But to my question: "What sort of a man was Bonaparte?" grandfather replied in a tone of retrospection:

"He was a wicked man. He wanted to make war on the whole world, and after that he wanted to make us all equal--without rulers, or masters; every one to be equal, without distinction of class, under the same rules, professing the same religion, so that the only difference between one person and another would be their names. It was all nonsense, of course. Lobsters are the only creatures which cannot be distinguished one from the other . . . but fish are divided into classes. The sturgeon will not associate with the sheat-fish, and the sterlet refuses to make a friend of the herring. There have been Bonapartes amongst us; there was Razin (Stepan Timotheev), and Pygatch (Emilian Ivanov)--but I will tell you about them another time."

Sometimes he would remain silent for a long time, gazing at me with rolling eyes, as if he had never seen me before, which was not at all pleasant. But he never spoke to me of my father or my mother. Now and again grandmother would enter noiselessly during these conversations, and taking a seat in the corner, would remain there for a long time silent and invisible. Then she would ask suddenly in her caressing voice:

"Do you remember, Father, how lovely it was when we went on a pilgrimage to Mouron? What year would that be now?"

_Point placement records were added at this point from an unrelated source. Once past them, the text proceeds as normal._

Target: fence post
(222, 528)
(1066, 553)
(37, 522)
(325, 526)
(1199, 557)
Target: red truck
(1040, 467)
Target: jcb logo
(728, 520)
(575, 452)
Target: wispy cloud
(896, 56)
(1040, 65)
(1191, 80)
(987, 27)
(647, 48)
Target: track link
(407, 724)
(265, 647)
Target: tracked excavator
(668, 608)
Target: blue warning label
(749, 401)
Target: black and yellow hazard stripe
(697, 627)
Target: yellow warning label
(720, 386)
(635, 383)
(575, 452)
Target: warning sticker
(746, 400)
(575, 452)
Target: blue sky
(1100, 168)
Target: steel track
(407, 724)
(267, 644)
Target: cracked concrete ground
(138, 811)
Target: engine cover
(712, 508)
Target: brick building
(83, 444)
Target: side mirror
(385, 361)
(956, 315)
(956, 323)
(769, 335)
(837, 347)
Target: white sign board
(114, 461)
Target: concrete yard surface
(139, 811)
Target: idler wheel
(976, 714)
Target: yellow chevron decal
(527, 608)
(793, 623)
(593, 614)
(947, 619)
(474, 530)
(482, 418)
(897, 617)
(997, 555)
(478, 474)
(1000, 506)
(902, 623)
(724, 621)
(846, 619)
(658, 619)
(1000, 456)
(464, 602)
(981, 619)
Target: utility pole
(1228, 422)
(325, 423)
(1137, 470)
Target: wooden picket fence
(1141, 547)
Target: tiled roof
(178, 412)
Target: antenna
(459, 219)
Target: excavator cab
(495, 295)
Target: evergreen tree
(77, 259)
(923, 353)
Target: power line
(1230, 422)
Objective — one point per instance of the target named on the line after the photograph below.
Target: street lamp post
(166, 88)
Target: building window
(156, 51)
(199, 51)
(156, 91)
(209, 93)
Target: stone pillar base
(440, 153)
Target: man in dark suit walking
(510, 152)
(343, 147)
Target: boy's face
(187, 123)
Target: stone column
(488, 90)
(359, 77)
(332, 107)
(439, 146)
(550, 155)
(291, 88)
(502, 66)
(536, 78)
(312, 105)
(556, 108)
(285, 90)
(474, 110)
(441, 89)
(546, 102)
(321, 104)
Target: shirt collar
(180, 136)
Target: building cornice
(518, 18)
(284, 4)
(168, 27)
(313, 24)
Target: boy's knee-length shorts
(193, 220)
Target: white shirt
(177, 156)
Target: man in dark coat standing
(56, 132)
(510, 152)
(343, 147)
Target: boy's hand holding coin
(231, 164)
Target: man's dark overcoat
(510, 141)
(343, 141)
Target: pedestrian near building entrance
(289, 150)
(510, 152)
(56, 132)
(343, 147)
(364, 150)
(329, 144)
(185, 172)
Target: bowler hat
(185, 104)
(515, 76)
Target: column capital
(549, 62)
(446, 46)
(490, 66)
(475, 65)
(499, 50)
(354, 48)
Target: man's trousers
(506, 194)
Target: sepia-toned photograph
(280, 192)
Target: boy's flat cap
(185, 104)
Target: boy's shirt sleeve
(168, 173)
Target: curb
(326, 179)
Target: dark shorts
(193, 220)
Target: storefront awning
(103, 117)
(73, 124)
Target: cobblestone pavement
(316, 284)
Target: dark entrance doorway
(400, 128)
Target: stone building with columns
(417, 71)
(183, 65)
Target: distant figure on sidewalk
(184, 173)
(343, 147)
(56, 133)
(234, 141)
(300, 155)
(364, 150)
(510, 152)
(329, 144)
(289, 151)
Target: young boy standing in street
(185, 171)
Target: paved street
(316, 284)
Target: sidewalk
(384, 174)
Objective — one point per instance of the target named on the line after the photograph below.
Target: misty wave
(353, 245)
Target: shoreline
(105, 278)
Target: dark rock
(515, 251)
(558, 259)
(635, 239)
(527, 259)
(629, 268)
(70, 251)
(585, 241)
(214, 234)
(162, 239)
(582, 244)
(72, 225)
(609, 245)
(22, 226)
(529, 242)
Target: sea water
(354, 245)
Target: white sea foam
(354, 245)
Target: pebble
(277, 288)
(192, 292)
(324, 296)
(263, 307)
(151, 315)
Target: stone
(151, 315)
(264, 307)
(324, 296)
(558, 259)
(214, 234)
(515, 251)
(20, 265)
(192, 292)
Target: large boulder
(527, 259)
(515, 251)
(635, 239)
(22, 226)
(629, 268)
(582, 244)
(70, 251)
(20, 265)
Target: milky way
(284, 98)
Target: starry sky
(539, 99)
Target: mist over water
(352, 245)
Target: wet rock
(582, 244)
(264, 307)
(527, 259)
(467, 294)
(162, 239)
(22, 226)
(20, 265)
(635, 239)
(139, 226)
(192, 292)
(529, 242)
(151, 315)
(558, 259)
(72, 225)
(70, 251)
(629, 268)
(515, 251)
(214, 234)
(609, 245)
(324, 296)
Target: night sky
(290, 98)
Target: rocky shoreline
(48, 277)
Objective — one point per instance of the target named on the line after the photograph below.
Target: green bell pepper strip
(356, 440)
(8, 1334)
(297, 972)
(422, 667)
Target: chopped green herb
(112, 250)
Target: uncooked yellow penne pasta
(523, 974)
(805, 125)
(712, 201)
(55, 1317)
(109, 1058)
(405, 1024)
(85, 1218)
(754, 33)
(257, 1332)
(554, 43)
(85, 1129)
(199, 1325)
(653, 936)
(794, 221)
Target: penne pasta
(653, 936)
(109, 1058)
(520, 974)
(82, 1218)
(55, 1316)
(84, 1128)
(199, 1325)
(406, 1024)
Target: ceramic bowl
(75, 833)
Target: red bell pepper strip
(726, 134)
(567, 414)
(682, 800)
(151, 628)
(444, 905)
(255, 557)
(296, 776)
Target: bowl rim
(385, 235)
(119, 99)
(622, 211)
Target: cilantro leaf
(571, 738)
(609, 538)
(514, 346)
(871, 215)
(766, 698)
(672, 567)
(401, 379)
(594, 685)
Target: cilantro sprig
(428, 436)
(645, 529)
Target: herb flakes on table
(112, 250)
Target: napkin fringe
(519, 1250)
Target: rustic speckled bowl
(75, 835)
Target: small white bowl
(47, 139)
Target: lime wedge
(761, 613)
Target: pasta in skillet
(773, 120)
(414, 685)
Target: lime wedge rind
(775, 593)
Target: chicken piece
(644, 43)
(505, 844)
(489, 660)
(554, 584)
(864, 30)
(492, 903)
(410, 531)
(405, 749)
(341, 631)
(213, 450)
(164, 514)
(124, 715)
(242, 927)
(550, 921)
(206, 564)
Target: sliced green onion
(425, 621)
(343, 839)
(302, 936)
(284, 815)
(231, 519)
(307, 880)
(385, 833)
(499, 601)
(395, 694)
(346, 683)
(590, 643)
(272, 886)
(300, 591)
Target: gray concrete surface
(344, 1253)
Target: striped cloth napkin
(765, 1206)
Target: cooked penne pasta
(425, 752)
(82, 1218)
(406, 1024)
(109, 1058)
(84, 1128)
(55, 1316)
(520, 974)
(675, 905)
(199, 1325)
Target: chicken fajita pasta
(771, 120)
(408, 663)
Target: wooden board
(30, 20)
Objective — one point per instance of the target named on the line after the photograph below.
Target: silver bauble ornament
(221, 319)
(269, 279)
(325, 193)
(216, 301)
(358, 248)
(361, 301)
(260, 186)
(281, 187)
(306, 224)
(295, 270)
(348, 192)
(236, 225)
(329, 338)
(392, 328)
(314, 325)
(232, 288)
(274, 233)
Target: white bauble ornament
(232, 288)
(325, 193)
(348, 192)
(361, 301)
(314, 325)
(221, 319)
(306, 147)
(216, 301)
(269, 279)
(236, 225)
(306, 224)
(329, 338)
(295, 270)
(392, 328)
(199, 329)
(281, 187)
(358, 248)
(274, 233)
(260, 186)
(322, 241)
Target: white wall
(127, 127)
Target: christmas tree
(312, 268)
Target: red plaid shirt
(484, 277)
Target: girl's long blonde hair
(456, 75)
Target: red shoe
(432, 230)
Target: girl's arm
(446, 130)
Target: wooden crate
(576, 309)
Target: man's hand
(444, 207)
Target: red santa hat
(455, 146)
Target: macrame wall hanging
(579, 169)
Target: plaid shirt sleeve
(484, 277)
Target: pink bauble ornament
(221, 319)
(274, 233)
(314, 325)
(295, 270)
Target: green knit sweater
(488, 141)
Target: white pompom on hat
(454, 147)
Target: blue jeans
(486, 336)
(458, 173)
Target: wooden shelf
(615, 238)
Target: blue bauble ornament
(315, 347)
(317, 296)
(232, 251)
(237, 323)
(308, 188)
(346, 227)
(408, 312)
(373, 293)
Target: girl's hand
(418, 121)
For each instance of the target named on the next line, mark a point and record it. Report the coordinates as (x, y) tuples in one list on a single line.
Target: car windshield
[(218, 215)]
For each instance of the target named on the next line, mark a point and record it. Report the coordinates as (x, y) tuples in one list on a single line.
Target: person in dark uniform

After pondering, grandfather would answer carefully:

"I can't say exactly, but it was before the cholera. It was the year we caught those escaped convicts in the woods."

"True, true! We were still frightened of them--"

"That's right!"

I asked what escaped convicts were, and why they were running about the woods; and grandfather rather reluctantly explained.

"They are simply men who have run away from prison--from the work they have been set to do."

"How did you catch them?"

"How did we catch them? Why, like little boys play hide-and-seek--some run away and the others look for them and catch them. When they were caught they were thrashed, their nostrils were slit, and they were branded on the forehead as a sign that they were convicts."

"But why?"

"Ah! that is the question--and one I can't answer. As to which is in the wrong--the one who runs away or the one who pursues him--that also is a mystery!"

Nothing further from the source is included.